QUICK-BREAD RECIPE HELP / LOW / REDUCED-FAT RECIPE HELP

Sarah's
Secrets

I developed the Healthy Oven Mixing Method in 1999 (Healthy Oven Baking Book, by Sarah Phillips, Doubleday, 1999). The dry and wet PLUS sugar ingredients are mixed separately and then combined and blended until the dry ingredients just become moist. The wet, typically including fruit purees, such as applesauce) PLUS sugar ingredients are beaten until frothy for better aeration, before being combined with the dry.

INGREDIENTS
Dry:
1 cup unbleached all-purpose flour; spoon into measuring cup and level to rim
1 cup yellow cornmeal, preferably stone ground
1 teaspoon baking soda
1 teaspoon ground cinnamon
1 teaspoon freshly grated nutmeg
1/2 teaspoon ground ginger
1/4 teaspoon ground cloves
1/4 teaspoon salt

Wet / Sugar:
1 cup canned pumpkin
1 cup packed dark brown sugar
1 cup buttermilk
1 large egg
grated zest of 1 orange
1 tablespoon canola or vegetable oil

INSTRUCTIONS
1. Position a shelf in the middle of the oven.

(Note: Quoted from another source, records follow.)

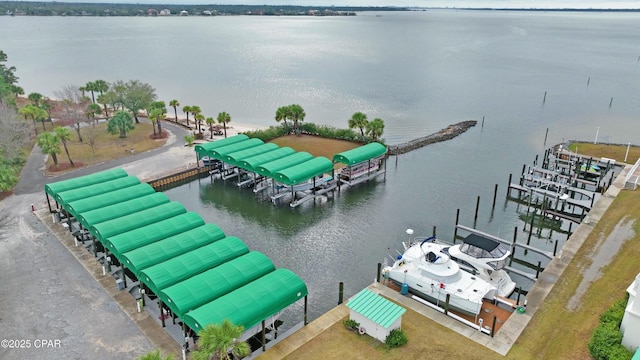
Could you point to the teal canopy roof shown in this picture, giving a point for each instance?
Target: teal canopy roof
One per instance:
(57, 187)
(269, 169)
(216, 282)
(204, 149)
(106, 213)
(375, 308)
(162, 250)
(221, 152)
(123, 224)
(150, 232)
(252, 303)
(250, 164)
(360, 154)
(304, 171)
(235, 157)
(65, 197)
(182, 267)
(113, 197)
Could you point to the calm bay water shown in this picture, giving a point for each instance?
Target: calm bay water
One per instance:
(419, 72)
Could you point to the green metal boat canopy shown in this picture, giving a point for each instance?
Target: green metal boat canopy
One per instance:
(250, 304)
(360, 154)
(304, 171)
(202, 275)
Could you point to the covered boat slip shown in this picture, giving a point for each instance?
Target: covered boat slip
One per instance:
(362, 163)
(162, 245)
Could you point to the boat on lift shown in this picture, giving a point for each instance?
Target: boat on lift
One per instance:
(427, 271)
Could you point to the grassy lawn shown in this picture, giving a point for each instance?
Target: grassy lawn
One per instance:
(107, 146)
(555, 332)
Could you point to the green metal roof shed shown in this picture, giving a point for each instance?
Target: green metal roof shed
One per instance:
(377, 316)
(269, 169)
(106, 213)
(214, 283)
(220, 153)
(68, 196)
(252, 303)
(235, 157)
(141, 258)
(203, 149)
(171, 225)
(304, 171)
(251, 163)
(61, 186)
(165, 274)
(360, 154)
(107, 229)
(103, 200)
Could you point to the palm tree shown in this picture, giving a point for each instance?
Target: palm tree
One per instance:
(186, 109)
(297, 114)
(199, 118)
(282, 114)
(63, 135)
(91, 87)
(358, 120)
(195, 110)
(154, 355)
(175, 103)
(49, 143)
(210, 121)
(217, 341)
(375, 129)
(224, 118)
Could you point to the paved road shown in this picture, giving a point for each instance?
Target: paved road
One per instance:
(45, 294)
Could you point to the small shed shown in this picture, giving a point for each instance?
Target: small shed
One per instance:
(377, 316)
(630, 326)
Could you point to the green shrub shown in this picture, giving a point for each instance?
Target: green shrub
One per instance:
(351, 324)
(605, 343)
(396, 338)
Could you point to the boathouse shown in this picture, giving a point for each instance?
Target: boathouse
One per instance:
(169, 258)
(377, 316)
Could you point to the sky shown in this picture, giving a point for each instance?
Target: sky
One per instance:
(525, 4)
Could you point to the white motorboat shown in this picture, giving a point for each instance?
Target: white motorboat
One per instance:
(486, 258)
(430, 273)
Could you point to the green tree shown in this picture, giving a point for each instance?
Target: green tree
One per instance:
(36, 114)
(154, 355)
(282, 114)
(375, 129)
(297, 115)
(49, 143)
(358, 120)
(217, 341)
(224, 118)
(210, 121)
(174, 104)
(137, 96)
(195, 111)
(93, 110)
(187, 110)
(120, 124)
(91, 87)
(159, 111)
(64, 135)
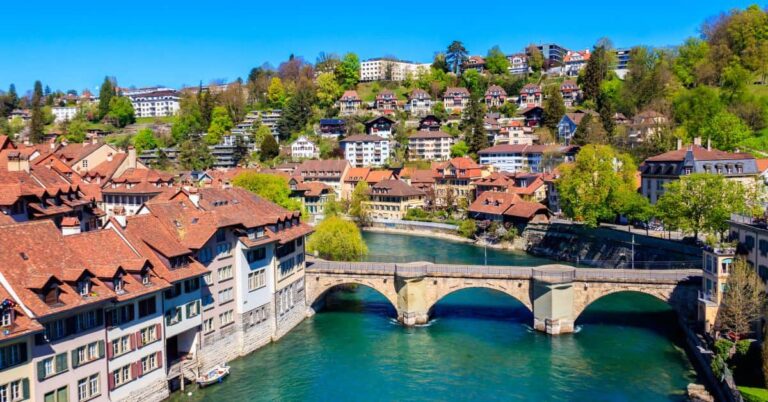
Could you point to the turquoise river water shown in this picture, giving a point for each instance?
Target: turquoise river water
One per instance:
(479, 347)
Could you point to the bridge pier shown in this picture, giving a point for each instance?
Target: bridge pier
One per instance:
(553, 299)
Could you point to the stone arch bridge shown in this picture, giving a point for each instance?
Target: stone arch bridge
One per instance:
(556, 294)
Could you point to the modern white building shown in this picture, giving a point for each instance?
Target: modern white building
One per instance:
(391, 69)
(303, 148)
(155, 104)
(365, 150)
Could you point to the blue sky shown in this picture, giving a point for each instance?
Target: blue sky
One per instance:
(73, 45)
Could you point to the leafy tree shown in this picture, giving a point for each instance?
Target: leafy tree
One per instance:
(455, 56)
(269, 148)
(270, 187)
(221, 123)
(743, 299)
(105, 97)
(337, 239)
(144, 139)
(459, 149)
(348, 71)
(592, 188)
(121, 111)
(496, 61)
(554, 107)
(276, 93)
(36, 122)
(701, 203)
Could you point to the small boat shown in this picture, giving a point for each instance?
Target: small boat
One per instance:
(213, 376)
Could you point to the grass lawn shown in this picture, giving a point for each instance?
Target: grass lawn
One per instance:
(754, 394)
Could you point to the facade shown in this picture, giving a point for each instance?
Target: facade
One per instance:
(419, 103)
(455, 100)
(365, 150)
(384, 69)
(430, 145)
(303, 148)
(657, 171)
(161, 103)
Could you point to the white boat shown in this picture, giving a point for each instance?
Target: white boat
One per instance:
(213, 376)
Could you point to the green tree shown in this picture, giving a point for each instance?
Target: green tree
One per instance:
(36, 122)
(591, 189)
(105, 97)
(221, 123)
(270, 187)
(336, 239)
(496, 61)
(121, 111)
(144, 139)
(701, 203)
(554, 107)
(455, 56)
(269, 148)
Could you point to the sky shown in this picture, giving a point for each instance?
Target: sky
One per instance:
(75, 44)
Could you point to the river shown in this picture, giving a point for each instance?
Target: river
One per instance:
(479, 346)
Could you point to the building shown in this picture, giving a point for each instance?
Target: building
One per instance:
(430, 145)
(386, 102)
(387, 69)
(303, 148)
(159, 103)
(381, 126)
(530, 96)
(349, 103)
(657, 171)
(365, 150)
(526, 158)
(570, 92)
(518, 64)
(64, 113)
(455, 100)
(391, 199)
(420, 103)
(495, 96)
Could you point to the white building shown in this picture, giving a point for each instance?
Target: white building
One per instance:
(303, 148)
(64, 113)
(390, 69)
(365, 150)
(155, 104)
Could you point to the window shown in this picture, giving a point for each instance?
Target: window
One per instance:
(256, 254)
(226, 318)
(226, 295)
(147, 307)
(225, 273)
(257, 279)
(88, 388)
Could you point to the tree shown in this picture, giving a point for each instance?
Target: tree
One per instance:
(121, 111)
(276, 93)
(554, 108)
(455, 56)
(702, 203)
(591, 188)
(144, 139)
(270, 187)
(336, 239)
(743, 299)
(496, 61)
(105, 97)
(36, 122)
(348, 71)
(268, 148)
(194, 154)
(221, 123)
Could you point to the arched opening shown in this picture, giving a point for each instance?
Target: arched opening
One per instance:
(480, 303)
(354, 298)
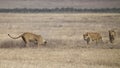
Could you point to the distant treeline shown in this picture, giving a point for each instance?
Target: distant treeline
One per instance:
(60, 10)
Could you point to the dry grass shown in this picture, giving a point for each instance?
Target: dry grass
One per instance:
(66, 47)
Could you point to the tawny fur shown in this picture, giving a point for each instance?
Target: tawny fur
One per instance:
(27, 37)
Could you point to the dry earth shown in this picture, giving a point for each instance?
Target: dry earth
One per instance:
(66, 47)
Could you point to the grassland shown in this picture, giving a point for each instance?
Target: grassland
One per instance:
(66, 47)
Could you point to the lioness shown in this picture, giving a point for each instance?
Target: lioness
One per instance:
(27, 37)
(112, 35)
(94, 36)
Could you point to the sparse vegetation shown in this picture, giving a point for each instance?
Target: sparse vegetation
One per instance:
(61, 10)
(64, 33)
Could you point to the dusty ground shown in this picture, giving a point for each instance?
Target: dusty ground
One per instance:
(66, 47)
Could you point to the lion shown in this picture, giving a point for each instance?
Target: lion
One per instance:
(28, 37)
(93, 36)
(112, 35)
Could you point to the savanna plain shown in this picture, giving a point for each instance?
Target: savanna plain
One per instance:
(65, 46)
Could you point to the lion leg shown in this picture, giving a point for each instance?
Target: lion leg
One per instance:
(88, 41)
(26, 42)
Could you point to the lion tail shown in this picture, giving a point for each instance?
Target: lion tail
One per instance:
(14, 37)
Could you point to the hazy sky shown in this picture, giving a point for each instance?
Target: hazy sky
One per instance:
(59, 3)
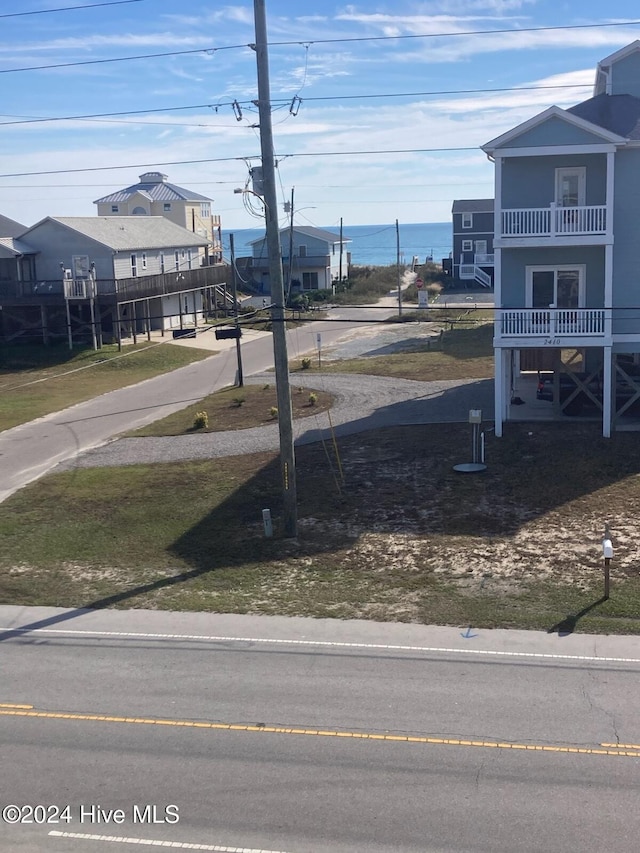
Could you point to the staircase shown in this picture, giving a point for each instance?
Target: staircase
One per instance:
(471, 271)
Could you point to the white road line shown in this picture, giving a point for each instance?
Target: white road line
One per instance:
(175, 845)
(331, 644)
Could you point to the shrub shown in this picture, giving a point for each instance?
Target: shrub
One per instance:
(201, 420)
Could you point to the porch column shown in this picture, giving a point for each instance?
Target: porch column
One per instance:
(607, 391)
(611, 159)
(500, 376)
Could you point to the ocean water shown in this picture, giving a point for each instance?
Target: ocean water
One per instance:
(374, 245)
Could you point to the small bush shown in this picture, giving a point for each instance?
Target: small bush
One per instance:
(201, 420)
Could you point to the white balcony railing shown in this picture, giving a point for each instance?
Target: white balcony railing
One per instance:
(554, 221)
(551, 322)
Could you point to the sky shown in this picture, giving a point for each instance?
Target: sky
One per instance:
(378, 109)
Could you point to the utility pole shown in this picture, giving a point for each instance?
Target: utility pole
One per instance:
(234, 293)
(290, 275)
(281, 362)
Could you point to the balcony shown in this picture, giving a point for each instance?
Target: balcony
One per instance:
(556, 326)
(554, 221)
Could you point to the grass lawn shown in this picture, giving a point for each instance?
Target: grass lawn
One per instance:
(463, 351)
(35, 381)
(239, 408)
(402, 537)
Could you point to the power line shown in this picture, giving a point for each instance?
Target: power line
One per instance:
(235, 159)
(67, 8)
(307, 42)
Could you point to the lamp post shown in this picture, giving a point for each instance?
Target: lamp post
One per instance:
(607, 553)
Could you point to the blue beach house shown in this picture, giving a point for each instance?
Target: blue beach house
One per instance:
(567, 247)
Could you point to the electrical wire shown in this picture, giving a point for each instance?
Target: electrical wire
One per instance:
(307, 42)
(434, 93)
(67, 8)
(244, 159)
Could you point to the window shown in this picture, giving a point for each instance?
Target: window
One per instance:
(557, 287)
(570, 186)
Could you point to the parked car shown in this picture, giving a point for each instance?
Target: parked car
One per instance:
(581, 400)
(568, 388)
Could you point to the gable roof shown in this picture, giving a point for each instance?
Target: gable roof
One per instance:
(308, 231)
(604, 66)
(473, 205)
(9, 227)
(16, 247)
(618, 113)
(128, 233)
(156, 187)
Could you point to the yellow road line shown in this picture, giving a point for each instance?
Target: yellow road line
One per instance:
(632, 752)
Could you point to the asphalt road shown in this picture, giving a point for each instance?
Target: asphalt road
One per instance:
(31, 450)
(310, 736)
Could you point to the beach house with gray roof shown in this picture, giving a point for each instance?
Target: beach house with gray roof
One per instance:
(567, 254)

Preheat oven to 350 degrees F. Reduce the oven heat by 25 degrees F if using a dark, nonstick pan or a Pyrex, glass oven proof baking dish.

Line the bottom of a 9- x 5- x 3-inch loaf pan with parchment paper. Lightly spray the paper.

2. Whisk the dry ingredients (flour to salt) in a medium-sized bowl, until well combined. Set aside.

3. In another medium bowl, with a hand-held mixer, combine the wet/sugar ingredients (pumpkin to canola oil), and beat until frothy about 1 minute. Make a well in the center of the dry ingredient and pour in the pumpkin mixture. Using a large rubber spatula, fold together until JUST combined. Do not overmix. The batter will be thick. Using a gentle touch, spread the batter in the prepared pan.

4. Bake right away until the top of the cornbread springs back when pressed gently in the center and the sides are beginning to pull away from the pan, about 55 to 60 minutes. Do not overbake. Cool in the pan on a wire rack for 10 minutes. Unmold the cake on a wire cake rack and peel off the waxed paper. Turn on its side to cool completely.

STORAGE
Store in the refrigerator for 2 to 3 days; can be frozen. Because the recipe contains fruit purees (pumpkin), the recipe is best stored under refrigeration to help prevent mold.

VARIATION
Healthy Oven Pumpkin-Orange Cranberry Cornbread: Stir in 1/2 cup dried cranberries (craisins) when the pumpkin mixture is added to the dry ingredients, in Step #3.